Die Frankfurter Künstlerkolonie "In Frankfurt/Main Wohnen" (1967)
Mitte der 1960er-Jahre entstanden in Frankfurt zehn Atelierhäuser, die ein Stück Frankfurter Geschichte erzählen
Frankfurt am Main zu Beginn der 50er-Jahre. In der zu großen Teilen vom Krieg zerstörten Stadt herrschte Wohnraummangel. Auch die Künstler in der Stadt waren von der Situation betroffen. Die Frankfurter Bildhauerin Cläre Bechtel (1905-1973), Absolventin der Frankfurter Städelschule, fand in ihrem Umfeld interessierte Kolleginnen und Kollegen, die mit ihr 1959 einen Verein gründeten, um sich für gefördertes Wohneigentum mit Arbeitsateliers bei der Stadt einzusetzen.

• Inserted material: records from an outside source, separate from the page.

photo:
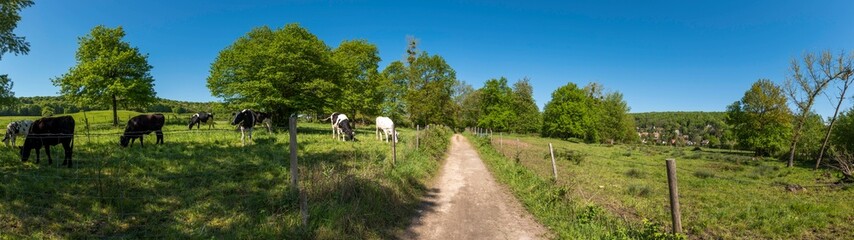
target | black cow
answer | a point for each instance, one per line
(247, 119)
(143, 125)
(47, 132)
(344, 127)
(264, 118)
(199, 118)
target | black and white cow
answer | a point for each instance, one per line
(344, 129)
(247, 119)
(334, 119)
(264, 118)
(142, 125)
(49, 131)
(202, 117)
(17, 128)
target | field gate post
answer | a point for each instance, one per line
(554, 166)
(292, 130)
(674, 196)
(393, 146)
(417, 136)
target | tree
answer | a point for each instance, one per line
(9, 17)
(108, 70)
(841, 136)
(394, 88)
(570, 114)
(761, 120)
(844, 65)
(431, 80)
(496, 107)
(528, 118)
(359, 61)
(803, 86)
(616, 123)
(283, 71)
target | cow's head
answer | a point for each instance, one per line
(29, 144)
(241, 116)
(124, 140)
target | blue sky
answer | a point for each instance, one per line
(662, 55)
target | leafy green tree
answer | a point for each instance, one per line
(362, 92)
(616, 124)
(431, 83)
(283, 71)
(108, 70)
(761, 121)
(570, 114)
(7, 97)
(394, 88)
(9, 17)
(528, 117)
(804, 85)
(496, 99)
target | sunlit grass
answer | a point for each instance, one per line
(205, 184)
(724, 194)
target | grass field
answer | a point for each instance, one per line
(722, 195)
(204, 184)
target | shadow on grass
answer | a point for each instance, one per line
(183, 190)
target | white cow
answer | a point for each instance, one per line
(386, 125)
(17, 128)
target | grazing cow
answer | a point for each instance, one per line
(386, 125)
(343, 125)
(264, 118)
(49, 131)
(246, 119)
(202, 117)
(143, 125)
(333, 119)
(16, 128)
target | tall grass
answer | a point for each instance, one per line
(724, 194)
(203, 184)
(555, 206)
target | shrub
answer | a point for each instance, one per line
(435, 140)
(570, 155)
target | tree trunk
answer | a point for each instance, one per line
(115, 113)
(832, 121)
(795, 138)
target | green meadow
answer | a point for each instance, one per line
(621, 191)
(204, 184)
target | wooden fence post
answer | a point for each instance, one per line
(674, 196)
(292, 129)
(393, 146)
(554, 166)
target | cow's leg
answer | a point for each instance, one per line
(242, 136)
(159, 134)
(47, 151)
(67, 160)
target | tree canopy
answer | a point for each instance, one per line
(108, 71)
(9, 17)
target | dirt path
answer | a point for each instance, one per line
(465, 202)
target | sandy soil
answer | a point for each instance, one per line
(465, 202)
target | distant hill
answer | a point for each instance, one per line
(686, 127)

Nach dem Vorbild anderer Städte, wie Darmstadt, Stuttgart oder München, sollte eine Künstlerkolonie entstehen. Die Finanzierung – zum Teil mit Hilfe von städtischen Darlehen und Förderungsmöglichkeiten des Landes – wollten die Künstler hauptsächlich selbst leisten.

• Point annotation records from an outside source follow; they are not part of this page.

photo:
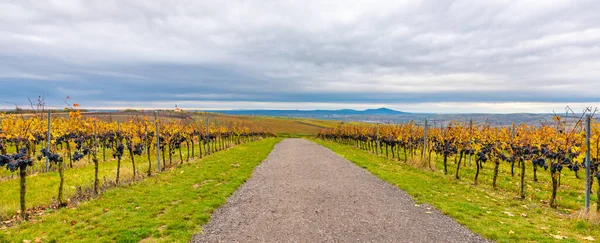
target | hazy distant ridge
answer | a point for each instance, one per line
(315, 113)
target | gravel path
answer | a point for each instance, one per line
(304, 192)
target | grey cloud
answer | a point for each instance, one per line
(307, 51)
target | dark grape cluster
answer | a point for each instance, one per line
(119, 151)
(556, 167)
(16, 161)
(481, 156)
(574, 167)
(540, 162)
(77, 156)
(52, 157)
(138, 149)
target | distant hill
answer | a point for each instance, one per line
(315, 113)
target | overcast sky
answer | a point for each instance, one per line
(418, 56)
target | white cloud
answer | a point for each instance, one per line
(456, 51)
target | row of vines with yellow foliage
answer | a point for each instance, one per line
(558, 147)
(81, 141)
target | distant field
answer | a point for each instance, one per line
(277, 125)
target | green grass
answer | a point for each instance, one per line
(495, 214)
(170, 207)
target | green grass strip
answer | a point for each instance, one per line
(170, 207)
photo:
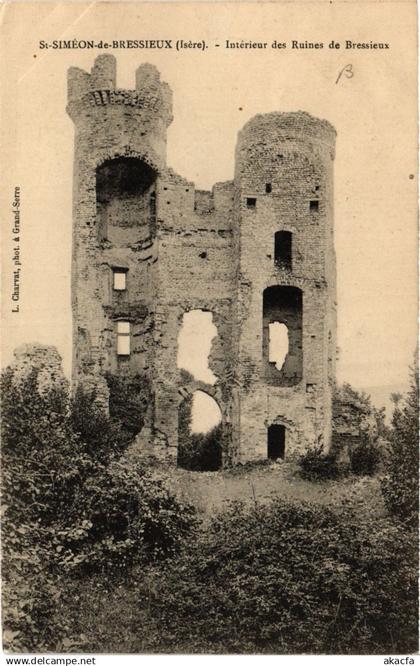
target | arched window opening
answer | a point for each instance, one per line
(278, 337)
(200, 433)
(194, 345)
(283, 250)
(282, 335)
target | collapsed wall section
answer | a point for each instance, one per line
(287, 275)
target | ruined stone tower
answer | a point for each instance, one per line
(256, 254)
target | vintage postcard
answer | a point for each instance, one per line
(209, 316)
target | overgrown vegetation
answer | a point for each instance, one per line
(365, 458)
(400, 486)
(129, 398)
(290, 579)
(316, 465)
(70, 505)
(198, 452)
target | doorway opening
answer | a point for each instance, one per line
(276, 441)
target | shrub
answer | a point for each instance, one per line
(400, 485)
(286, 578)
(198, 452)
(129, 398)
(70, 506)
(365, 459)
(315, 465)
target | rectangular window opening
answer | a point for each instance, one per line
(123, 338)
(119, 279)
(283, 250)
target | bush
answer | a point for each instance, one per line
(70, 505)
(285, 578)
(315, 465)
(365, 459)
(400, 485)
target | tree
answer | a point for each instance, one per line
(400, 486)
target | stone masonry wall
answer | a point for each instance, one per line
(184, 249)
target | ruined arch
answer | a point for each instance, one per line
(283, 305)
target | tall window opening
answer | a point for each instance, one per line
(283, 249)
(119, 279)
(125, 206)
(194, 345)
(276, 441)
(278, 344)
(282, 335)
(123, 338)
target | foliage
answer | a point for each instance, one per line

1964 war es nach langem Hin und Her tatsächlich soweit. Die Stadt entschied sich für ein Gelände in Frankfurt Praunheim, das sie in Erbpacht zur Verfügung stellte. Dem damaligen Planungsdezernenten Hans Kampffmeyer gefiel die Idee, an einem der Zugänge des zukünftigen Bundesgartenschaugeländes die Häuser als Beispiel für gelungenes modernes Bauen vorzusehen. Frankfurt war 1969 ausgewählt, die Bundesgartenschau auszurichten. Sie trat jedoch noch vor der Ausführung der schon geplanten Maßnahmen von ihrer Nominierung zurück. Der Grund war die immer noch schlechte finanzielle Situation der Stadt durch den Wiederaufbau. An der Künstlerkolonie hielt man aber fest. Das Anliegen, für Künstler Wohn- und Arbeitsräume zu schaffen, hatte bei den unterschiedlichen Fraktionen im Römer Gehör gefunden. Entscheidend war aber, dass der Magistrat das Projekt offiziell als dringlich einstufte.

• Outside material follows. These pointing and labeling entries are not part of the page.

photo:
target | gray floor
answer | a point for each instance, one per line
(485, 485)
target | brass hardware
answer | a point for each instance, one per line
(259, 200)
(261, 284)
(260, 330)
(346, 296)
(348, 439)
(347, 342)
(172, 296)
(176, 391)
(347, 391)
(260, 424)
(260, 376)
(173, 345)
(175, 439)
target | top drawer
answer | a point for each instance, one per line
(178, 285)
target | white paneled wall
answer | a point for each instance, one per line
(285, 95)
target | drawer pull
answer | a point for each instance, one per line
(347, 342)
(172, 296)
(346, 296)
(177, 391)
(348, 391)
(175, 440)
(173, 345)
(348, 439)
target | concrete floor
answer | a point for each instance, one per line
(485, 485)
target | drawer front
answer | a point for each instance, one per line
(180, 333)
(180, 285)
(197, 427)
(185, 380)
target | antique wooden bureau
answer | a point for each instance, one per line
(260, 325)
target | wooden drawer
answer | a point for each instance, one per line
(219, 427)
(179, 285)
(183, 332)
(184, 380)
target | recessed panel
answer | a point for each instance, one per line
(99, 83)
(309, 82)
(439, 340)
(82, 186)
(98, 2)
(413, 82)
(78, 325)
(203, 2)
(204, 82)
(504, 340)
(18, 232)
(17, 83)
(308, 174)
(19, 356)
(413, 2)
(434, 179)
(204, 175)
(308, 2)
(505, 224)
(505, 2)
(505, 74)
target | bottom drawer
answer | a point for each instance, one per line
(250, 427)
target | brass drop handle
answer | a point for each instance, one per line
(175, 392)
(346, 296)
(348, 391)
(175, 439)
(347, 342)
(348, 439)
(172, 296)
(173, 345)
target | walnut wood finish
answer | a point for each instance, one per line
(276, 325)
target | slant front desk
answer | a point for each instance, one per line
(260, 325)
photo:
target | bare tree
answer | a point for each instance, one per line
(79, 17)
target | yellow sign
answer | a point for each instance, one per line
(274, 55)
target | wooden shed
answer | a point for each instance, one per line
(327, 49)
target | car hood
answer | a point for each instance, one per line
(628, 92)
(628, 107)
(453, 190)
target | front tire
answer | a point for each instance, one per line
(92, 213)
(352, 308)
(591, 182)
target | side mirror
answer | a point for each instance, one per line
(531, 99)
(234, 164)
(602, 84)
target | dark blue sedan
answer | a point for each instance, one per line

Jedoch zeigte die Stadt Frankfurt kein Interesse, eine Künstlerkolonie – vergleichbar der 1952 entstandenen ‚Neuen Künstlerkolonie‘ in Darmstadt – als Teil ihrer Kulturförderung mit aufzubauen und repräsentativ zu nutzen. Kulturdezernent Karl vom Rath war skeptisch gegenüber dem Projekt und verhielt sich extrem zurückhaltend. Er hielt eine Finanzierung durch die Künstler für unrealistisch, die finanzielle Belastung für zu groß. Er sah – sicher auch aufgrund seiner knappen Mittel – hier nicht eine Aufgabe des Dezernats. In einem Interview mit der Frankfurter Rundschau 1964 sagte er: „Gemeinden sollen nur Kulturaufgaben übernehmen, die sie finanziell und sachlich lösen können.“
So entstanden letztlich private Atelierhäuser in Erbpacht, mit den damals möglichen öffentlichen Darlehen, im Rahmen der Regeln des sozialen Wohnungsbaus. Der Frankfurter Architekt Franz-Josef Mühlenhoff zeigte sich mit den Reihenhofhäusern der Künstlerkolonie ganz in der Tradition der Ideen des sozialen Wohnungsbaus Ernst Mays und Ferdinand Kramers. Ein gelungenes Beispiel der Architektur der Nachkriegsmoderne, mit dem Charme eines besonderen Haustyps. Angestoßen durch die Initiative des Vereins realisierte die Stadt Frankfurt zusätzlich in weiteren Neubaugebieten der 70er-Jahre – zum Beispiel der Nordweststadt – noch weiteren Wohnraum für Künstler.
Die hierzu entstandene Publikation besteht zum einem aus dokumentarischen Fotos begleitet von einem Essay. Dieser führt den Leser durch die Architektur, so dass eine Begegnung mit dem Ort, seiner Entstehungszeit, der Atmosphäre und den Menschen möglich wird. Beigegeben sind ihm Texte, die über den Hintergrund der Gebäude informieren, über das historische öffentliche Engagement für Wohn- und Arbeitsräume von Künstlern, über die Architektur und ihre besondere Form. Den Abschluss bildet eine Recherche zur Bildhauerin Cläre Bechtel, deren Engagement die Häuser zu verdanken sind.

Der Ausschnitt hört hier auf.